The
very definition of 1 therm is 100,000 BTU, can't figure out where you came up with a bizarre number such as 1 therm =1000043.059.
The number of btu per cubic foot varies with the quality of the gas going into the local gas grid, but typically it's pretty close 1 therm/ccf. Pure methane is considerably below that, the national average is between 1.02 & 1.03 therms/ccf. If your gas supplier is delivering 0.999661 therms/ccf it's somewhat below the national average, but still way higher than pure methane. Given the accuracy of your calculation it's pointless to take it to even three signficant digits. The granularity degrees of HDD isn't that precise, you probably didn't read the meter at exactly midnight either, and your house probably isn't at the airport right next to their weather monitoring instruments (or is it?). You might as well call it 100,000BTU/ccf.
And yes, there are a few steps missing. The number you are probably looking for is in units of BTU per hour, but at the 99% outside design temp, not some random late-fall daily average temp.
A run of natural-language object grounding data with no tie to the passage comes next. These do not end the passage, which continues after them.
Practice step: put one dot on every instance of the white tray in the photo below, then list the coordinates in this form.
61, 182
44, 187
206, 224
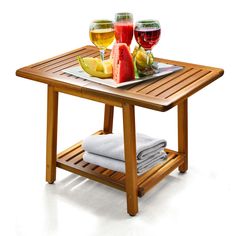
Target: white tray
163, 69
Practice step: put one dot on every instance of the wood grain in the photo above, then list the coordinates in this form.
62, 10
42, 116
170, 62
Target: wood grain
159, 95
183, 134
51, 154
130, 158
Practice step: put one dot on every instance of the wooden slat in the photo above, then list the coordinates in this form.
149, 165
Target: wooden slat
159, 175
69, 62
193, 87
158, 95
149, 86
67, 58
64, 55
172, 90
51, 152
147, 174
76, 164
108, 119
173, 82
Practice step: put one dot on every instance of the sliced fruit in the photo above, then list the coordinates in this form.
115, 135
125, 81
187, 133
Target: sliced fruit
123, 67
142, 56
88, 66
107, 66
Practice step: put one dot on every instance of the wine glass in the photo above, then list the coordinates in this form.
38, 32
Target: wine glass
124, 27
101, 34
147, 34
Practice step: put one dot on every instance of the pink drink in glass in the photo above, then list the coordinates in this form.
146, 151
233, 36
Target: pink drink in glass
124, 32
147, 37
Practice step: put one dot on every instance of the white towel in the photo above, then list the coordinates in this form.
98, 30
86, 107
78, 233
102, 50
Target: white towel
118, 165
112, 146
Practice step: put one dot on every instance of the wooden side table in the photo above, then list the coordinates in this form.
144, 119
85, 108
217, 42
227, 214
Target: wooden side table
159, 95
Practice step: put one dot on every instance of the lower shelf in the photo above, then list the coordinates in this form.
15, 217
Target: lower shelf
72, 160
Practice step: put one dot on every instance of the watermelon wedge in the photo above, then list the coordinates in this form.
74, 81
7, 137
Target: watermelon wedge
123, 67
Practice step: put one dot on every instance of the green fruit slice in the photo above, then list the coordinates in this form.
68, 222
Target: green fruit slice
92, 71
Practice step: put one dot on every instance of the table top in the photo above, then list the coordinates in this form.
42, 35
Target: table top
161, 94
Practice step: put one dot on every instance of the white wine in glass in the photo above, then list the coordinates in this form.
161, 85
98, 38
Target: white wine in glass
101, 34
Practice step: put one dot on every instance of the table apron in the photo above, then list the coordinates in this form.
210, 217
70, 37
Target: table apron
91, 96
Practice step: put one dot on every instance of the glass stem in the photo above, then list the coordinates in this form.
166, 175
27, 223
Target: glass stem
102, 54
148, 54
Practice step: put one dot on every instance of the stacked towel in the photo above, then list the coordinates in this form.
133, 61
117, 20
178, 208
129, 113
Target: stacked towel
108, 151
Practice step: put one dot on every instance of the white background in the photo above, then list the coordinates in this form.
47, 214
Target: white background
201, 202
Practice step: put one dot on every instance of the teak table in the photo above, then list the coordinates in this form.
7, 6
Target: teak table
160, 95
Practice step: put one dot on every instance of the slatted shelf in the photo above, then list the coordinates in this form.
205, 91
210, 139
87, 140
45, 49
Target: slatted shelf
159, 95
72, 160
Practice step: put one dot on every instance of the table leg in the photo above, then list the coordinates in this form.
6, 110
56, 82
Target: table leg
130, 158
52, 110
108, 119
183, 133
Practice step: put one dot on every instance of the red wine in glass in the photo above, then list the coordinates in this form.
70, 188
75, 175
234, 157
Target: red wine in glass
124, 27
147, 34
147, 37
124, 32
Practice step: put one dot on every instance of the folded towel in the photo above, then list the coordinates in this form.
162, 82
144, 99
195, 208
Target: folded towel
112, 146
118, 165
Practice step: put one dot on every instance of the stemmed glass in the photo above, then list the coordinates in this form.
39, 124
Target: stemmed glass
101, 34
147, 34
124, 27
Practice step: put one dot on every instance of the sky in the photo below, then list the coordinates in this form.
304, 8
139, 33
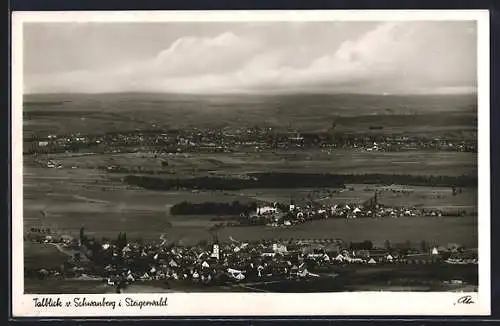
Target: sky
413, 57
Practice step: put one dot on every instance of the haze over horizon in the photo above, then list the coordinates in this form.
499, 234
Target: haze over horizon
247, 58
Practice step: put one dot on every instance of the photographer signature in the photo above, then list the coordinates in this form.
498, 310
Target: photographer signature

The information you get to start with is in unit of therms (or ccf) per degree-day, and "degree" being defined the binned hourly mean temperature below a presumptive base heating/cooling balance temp of 65F (which will be close, for most houses.)
The way to get from therms/HDD to BTU/hr at the 99% outside design temp goes something like this:
30 therms/178HDD works out to ~16,854 BTU per HDD.
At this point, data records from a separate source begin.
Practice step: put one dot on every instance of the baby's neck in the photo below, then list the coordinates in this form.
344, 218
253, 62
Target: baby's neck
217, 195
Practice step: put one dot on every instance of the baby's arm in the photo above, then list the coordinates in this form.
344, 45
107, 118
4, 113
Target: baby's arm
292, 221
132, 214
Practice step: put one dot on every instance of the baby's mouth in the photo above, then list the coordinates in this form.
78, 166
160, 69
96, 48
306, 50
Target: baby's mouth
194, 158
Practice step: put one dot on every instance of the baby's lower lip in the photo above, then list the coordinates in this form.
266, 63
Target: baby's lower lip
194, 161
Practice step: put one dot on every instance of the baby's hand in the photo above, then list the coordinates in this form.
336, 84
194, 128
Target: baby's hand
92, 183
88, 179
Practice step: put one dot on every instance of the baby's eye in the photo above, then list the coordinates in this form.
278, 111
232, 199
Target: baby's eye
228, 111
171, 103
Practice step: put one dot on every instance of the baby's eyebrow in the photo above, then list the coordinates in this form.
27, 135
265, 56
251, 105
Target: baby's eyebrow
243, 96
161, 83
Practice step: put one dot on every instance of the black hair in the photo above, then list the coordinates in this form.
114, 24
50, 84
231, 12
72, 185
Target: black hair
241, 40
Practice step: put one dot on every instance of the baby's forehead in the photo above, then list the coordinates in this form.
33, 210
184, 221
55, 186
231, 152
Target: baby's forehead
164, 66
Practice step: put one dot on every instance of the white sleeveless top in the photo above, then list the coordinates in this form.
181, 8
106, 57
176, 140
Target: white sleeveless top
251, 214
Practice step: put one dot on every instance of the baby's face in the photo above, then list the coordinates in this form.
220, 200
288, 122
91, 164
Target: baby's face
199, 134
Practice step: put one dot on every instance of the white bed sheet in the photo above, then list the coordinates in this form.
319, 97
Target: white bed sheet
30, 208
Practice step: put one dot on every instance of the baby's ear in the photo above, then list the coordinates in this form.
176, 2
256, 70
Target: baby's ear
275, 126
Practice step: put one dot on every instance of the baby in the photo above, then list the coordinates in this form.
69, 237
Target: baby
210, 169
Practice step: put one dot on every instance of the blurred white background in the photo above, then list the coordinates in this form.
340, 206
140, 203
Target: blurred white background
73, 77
Assuming you're burning gas in a condensing boiler with output temps at or under 125F you'd be getting about 95% efficiency out of it, so the heat going into your house (as opposed to out the exhaust venting) is 0.95 x 16,854= ~16,000 BTU/HDD.
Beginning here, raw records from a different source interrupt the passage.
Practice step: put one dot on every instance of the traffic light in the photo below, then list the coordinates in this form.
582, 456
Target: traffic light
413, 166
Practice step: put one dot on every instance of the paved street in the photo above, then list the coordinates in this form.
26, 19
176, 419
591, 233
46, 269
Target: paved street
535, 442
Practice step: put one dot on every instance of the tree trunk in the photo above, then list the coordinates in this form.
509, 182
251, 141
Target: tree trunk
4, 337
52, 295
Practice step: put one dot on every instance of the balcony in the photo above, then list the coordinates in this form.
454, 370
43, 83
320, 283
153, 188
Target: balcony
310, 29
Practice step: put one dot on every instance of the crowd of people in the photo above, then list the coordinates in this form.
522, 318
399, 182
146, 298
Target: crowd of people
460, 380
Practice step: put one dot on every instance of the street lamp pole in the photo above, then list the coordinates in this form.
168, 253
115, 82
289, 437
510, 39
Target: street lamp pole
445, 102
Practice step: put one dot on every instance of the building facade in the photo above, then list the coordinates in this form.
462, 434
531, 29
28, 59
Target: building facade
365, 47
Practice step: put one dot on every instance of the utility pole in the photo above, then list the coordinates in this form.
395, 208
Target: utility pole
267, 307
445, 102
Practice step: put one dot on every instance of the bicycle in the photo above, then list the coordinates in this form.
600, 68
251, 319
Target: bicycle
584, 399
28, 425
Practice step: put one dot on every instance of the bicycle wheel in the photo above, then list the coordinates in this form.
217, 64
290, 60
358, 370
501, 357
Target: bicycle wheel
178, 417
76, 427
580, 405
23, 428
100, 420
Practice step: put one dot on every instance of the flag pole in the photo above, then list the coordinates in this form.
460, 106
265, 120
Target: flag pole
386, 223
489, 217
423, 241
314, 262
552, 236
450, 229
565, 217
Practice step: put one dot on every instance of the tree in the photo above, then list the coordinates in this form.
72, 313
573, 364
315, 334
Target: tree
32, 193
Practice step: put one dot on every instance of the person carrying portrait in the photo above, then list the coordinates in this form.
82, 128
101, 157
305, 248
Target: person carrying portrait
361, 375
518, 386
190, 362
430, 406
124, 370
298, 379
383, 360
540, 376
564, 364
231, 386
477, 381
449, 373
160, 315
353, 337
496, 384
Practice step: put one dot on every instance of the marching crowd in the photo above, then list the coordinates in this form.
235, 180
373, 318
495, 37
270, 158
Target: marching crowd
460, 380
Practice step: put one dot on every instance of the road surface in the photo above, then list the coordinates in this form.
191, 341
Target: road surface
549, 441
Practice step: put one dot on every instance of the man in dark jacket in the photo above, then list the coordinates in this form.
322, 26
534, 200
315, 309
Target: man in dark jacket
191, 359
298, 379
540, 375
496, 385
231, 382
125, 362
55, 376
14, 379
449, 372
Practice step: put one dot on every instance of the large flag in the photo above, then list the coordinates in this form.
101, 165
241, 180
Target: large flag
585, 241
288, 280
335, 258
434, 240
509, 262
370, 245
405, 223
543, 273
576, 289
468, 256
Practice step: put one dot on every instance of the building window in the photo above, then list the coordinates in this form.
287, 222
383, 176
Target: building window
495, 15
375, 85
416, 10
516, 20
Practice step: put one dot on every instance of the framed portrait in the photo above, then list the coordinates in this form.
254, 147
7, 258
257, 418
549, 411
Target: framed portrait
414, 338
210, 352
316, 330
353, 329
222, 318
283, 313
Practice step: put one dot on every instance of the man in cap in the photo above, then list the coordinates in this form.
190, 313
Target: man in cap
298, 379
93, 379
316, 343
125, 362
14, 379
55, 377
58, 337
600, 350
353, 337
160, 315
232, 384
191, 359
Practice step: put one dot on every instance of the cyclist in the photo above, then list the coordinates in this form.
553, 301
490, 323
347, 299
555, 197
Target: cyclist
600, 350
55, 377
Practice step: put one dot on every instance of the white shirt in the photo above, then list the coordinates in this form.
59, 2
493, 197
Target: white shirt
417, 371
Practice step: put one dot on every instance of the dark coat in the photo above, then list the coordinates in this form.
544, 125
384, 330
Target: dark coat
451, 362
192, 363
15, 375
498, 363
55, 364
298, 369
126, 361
With 24 hours in a day, per degree-
hour that's 16,000/24= 667 BTU/ degree hour.
In Roanoke the 99% outside design temp is +17F. Heating degree-days are measured at a presumed heating/cooling balance point of 65F, so your heating-degrees are 65F-17F= 48F.
That implies your heat load at the 99% outside design temp is 667 BTU/degree-hr x 48F degrees= 32,000 BTU/hr, give or take.
If your radiation square-feet equivalent is 580 sq.ft., at the 99% outside design condition that's 32,000/580= ~ 55 BTU per square foot. Taking a peek at
the graph on page 2 of this simple guide, it cross the 55 BTU/ft line at about 122F
average water temp.
If your system radiation water is pumping at a rate that delivers a 20F delta-T at about those temps, you would need 132F output, and be getting a 112F return. If it's more like a 10F delta you'd be looking at ~127F out, ~117F return.
Since you probably used some gas for hot water etc (or did you not bathe or wash dishes/clothes that week?
), start out setting up the curve for 125F output @ +17F and see if it still keeps up when it gets really cold out. If you go through a night where it drops to the low 20s and it doesn't lose ground, back it off to 120F out @ +17F. If it doesn't quite keep up when the temps are in the low 20s bump it up to 130F @ +17F. But that's going to be about the right range, if you measured up the radiators correctly.
There are some other factors that will skew it- a 40 mph wind on a cold winter night would increase the heat load enough to matter, and if your fuel use measurement week was calm & sunny, and the house has a lot of south facing window and high-R values (not likely, given the ~32K estimated heat load) the passive gains might be enough to more than offset your domestic hot water gas use or even a good fraction of your space heating use. But the calculation is good enough to get you to a reasonable starting point for tweaking the outdoor reset curve.